This Major Research Instrumentation (MRI) award supports the acquisition of a photonic 3D printer for the rapid fabrication of nano- to macro-scale parts and maskless lithography. As the only system of its kind in the state, it will enable users at Purdue and throughout the region to pursue new fundamental research directions by eliminating fabrication bottlenecks and design limitations. The team will integrate the instrumentation into ongoing education and outreach activities and will leverage the College of Engineering?s Summer Undergraduate Research Fellow program and the Louis Stokes Alliance for Minority Participation program for undergraduate research using the system. The PIs will work with middle and high school students -- in collaboration with Deaf Kids CODE--enabling students to design and 3D print their own microrobots and to write code to control them -- exposing the students to the worlds of microtechnology, controls, and microrobotics.

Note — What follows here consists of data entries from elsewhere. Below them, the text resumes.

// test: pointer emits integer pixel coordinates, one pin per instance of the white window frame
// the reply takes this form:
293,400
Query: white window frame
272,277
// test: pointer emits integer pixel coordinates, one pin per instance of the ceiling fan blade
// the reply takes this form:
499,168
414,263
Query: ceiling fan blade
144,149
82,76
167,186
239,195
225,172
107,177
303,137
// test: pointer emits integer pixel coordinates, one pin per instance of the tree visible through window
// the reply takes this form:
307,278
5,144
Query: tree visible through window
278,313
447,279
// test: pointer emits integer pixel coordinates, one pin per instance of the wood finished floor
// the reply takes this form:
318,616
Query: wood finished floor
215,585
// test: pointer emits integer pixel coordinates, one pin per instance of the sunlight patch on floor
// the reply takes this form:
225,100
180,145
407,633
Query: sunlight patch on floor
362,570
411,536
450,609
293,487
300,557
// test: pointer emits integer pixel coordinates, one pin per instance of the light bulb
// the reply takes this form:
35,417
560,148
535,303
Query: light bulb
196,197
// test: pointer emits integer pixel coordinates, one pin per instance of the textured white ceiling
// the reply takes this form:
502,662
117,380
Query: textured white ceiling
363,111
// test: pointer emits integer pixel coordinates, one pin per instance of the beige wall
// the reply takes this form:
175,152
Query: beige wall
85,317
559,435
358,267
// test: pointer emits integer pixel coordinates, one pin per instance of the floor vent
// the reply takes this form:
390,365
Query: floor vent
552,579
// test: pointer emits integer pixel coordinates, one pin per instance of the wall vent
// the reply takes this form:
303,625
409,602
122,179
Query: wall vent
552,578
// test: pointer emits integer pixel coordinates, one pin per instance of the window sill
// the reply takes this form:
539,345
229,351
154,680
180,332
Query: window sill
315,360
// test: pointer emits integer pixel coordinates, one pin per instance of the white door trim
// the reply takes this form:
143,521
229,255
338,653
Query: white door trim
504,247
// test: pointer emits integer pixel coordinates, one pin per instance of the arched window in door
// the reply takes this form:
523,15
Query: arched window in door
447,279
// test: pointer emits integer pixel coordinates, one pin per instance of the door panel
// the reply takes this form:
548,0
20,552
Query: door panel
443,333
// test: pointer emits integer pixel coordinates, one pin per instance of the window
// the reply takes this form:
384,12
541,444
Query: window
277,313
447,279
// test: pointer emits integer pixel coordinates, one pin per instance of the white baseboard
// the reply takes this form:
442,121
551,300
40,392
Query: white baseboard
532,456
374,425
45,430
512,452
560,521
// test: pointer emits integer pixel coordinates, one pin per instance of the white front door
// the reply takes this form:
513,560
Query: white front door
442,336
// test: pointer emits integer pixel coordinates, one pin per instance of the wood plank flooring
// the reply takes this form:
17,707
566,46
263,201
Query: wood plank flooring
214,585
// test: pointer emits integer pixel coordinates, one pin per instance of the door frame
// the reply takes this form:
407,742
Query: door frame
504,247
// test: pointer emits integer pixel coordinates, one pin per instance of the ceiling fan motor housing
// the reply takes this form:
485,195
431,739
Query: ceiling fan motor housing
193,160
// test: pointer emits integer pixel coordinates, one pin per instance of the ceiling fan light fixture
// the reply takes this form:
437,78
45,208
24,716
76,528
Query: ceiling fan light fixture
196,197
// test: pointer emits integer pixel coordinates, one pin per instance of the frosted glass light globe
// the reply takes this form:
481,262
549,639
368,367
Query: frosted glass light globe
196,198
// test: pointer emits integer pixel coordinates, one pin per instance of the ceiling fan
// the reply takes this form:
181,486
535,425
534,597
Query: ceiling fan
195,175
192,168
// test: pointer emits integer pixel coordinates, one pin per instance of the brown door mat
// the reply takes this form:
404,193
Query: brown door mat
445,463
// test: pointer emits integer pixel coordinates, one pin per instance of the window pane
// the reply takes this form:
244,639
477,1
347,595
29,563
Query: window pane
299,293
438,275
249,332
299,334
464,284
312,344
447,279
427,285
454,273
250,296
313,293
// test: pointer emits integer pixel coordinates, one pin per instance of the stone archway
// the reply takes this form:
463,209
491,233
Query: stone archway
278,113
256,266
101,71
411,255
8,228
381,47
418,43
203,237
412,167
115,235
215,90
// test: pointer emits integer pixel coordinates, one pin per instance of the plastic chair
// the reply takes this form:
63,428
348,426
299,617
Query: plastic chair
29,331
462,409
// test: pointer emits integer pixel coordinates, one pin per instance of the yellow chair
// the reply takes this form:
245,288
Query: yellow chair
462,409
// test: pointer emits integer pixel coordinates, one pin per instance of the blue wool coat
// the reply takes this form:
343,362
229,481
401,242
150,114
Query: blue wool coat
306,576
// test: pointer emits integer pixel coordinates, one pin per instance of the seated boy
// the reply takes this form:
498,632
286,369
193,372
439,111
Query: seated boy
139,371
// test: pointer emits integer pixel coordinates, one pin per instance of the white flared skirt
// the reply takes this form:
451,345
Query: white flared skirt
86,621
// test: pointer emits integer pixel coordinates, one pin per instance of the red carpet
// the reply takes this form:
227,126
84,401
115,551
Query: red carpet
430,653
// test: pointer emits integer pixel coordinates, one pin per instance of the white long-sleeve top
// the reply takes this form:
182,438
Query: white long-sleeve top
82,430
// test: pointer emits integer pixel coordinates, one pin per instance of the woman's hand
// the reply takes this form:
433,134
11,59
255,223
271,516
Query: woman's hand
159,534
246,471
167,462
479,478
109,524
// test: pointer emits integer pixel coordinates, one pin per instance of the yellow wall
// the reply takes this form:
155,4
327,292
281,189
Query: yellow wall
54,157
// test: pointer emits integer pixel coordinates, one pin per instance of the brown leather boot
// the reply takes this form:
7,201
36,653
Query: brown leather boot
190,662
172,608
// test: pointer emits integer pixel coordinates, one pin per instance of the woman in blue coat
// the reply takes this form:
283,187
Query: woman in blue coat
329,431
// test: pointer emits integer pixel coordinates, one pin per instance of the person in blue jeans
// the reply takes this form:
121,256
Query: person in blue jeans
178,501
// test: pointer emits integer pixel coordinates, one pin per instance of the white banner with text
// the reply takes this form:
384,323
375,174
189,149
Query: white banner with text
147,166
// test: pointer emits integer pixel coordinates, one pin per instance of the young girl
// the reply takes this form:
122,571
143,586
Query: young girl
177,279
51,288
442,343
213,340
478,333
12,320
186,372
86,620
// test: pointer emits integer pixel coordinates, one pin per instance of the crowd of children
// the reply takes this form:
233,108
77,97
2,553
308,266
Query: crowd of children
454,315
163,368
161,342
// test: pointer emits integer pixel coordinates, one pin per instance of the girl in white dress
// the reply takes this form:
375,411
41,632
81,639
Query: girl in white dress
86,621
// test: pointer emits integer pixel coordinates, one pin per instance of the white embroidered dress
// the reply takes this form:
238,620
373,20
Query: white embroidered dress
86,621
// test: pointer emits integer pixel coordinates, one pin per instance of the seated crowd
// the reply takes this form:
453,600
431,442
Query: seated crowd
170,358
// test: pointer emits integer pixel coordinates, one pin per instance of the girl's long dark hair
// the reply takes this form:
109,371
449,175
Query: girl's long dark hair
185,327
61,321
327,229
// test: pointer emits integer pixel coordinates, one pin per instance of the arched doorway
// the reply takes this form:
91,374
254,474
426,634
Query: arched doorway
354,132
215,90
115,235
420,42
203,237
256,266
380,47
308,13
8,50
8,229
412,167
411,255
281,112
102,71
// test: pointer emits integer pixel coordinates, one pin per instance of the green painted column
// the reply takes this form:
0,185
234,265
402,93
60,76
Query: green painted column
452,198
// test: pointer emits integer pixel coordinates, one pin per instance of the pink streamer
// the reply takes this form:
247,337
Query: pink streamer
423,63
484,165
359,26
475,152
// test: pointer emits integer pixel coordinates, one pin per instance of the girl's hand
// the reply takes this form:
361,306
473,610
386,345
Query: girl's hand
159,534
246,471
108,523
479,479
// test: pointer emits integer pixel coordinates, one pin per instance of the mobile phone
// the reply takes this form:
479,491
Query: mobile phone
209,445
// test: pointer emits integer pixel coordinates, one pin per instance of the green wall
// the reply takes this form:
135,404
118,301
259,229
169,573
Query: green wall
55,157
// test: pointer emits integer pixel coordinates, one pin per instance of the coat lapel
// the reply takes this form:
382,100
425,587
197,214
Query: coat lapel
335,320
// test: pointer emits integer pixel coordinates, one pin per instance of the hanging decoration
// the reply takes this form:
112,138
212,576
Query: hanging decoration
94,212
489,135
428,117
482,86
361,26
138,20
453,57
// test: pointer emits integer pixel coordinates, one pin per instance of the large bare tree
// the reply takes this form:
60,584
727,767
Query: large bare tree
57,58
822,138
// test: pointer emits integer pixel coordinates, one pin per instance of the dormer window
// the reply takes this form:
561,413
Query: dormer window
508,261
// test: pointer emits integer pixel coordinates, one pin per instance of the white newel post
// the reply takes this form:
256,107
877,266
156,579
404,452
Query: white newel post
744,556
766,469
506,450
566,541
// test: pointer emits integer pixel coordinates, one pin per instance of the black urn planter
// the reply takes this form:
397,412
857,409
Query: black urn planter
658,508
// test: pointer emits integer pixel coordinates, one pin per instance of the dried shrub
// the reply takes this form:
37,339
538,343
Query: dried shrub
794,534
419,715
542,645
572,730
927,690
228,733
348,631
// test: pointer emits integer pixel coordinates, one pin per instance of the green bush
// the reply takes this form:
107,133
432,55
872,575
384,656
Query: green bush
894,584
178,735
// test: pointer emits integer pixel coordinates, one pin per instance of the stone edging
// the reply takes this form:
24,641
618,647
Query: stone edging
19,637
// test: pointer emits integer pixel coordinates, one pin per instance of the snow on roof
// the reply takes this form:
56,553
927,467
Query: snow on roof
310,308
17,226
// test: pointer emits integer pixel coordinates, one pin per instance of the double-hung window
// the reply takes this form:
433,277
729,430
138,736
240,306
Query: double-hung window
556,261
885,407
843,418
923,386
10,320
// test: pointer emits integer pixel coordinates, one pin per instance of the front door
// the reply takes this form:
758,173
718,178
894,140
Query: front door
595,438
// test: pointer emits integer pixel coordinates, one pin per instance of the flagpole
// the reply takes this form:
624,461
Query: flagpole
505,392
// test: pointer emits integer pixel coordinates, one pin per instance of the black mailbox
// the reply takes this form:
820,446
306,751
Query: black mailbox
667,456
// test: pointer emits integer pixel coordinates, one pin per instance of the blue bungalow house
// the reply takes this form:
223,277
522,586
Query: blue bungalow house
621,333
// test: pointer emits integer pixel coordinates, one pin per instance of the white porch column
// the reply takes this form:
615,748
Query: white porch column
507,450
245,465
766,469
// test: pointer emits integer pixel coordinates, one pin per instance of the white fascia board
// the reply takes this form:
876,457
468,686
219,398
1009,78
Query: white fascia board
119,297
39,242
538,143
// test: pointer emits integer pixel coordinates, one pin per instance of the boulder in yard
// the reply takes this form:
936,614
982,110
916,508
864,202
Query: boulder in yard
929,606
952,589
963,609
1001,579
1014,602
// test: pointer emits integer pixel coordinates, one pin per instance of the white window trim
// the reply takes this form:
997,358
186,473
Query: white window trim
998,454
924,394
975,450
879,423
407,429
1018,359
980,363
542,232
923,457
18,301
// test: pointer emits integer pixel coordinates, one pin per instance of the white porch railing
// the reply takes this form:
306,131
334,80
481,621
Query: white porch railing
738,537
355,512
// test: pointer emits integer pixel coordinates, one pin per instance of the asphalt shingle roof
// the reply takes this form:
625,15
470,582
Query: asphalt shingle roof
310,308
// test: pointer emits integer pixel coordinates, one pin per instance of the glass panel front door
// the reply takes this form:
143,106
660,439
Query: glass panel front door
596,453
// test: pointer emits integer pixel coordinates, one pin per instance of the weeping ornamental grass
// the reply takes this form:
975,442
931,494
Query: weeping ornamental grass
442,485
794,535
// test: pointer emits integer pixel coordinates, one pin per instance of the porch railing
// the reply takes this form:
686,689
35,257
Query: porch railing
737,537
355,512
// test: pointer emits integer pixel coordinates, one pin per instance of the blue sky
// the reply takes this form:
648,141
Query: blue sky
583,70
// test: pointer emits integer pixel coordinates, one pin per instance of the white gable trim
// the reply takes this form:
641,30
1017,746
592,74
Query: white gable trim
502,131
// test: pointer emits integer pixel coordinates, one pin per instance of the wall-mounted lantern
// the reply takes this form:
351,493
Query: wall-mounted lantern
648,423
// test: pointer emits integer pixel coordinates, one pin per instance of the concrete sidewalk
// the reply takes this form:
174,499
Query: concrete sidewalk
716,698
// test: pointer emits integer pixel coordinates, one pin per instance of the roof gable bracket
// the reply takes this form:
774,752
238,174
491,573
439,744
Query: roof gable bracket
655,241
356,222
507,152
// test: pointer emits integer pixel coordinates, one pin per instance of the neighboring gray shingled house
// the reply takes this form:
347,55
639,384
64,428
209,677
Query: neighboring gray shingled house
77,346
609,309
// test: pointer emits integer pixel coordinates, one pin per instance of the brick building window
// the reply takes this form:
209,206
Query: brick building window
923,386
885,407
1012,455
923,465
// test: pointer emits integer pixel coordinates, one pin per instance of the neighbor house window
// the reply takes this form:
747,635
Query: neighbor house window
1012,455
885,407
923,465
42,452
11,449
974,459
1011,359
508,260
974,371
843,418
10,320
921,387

The instrumentation will enable interdisciplinary fundamental research in a range of fields including microrobotics, materials, sensors, devices, metamaterials, and programmable structures. The potentially transformative fundamental research can advance understanding of nanoscale physics during phase change from liquid to gas by enabling fabrication of nanopores for nanoscale evaporation. The fundamental research on materials and metamaterials can lead to novel phase transforming materials that can be used to design and fabricate energy absorption systems at the nano-scale. The research on microrobotics may advance fundamental knowledge on the navigation and control of micro-robots through vision-based micro-force sensing systems and how such robots might be scaled-down for biomedical applications.
This award reflects NSF's statutory mission and has been deemed worthy of support through evaluation using the Foundation's intellectual merit and broader impacts review criteria.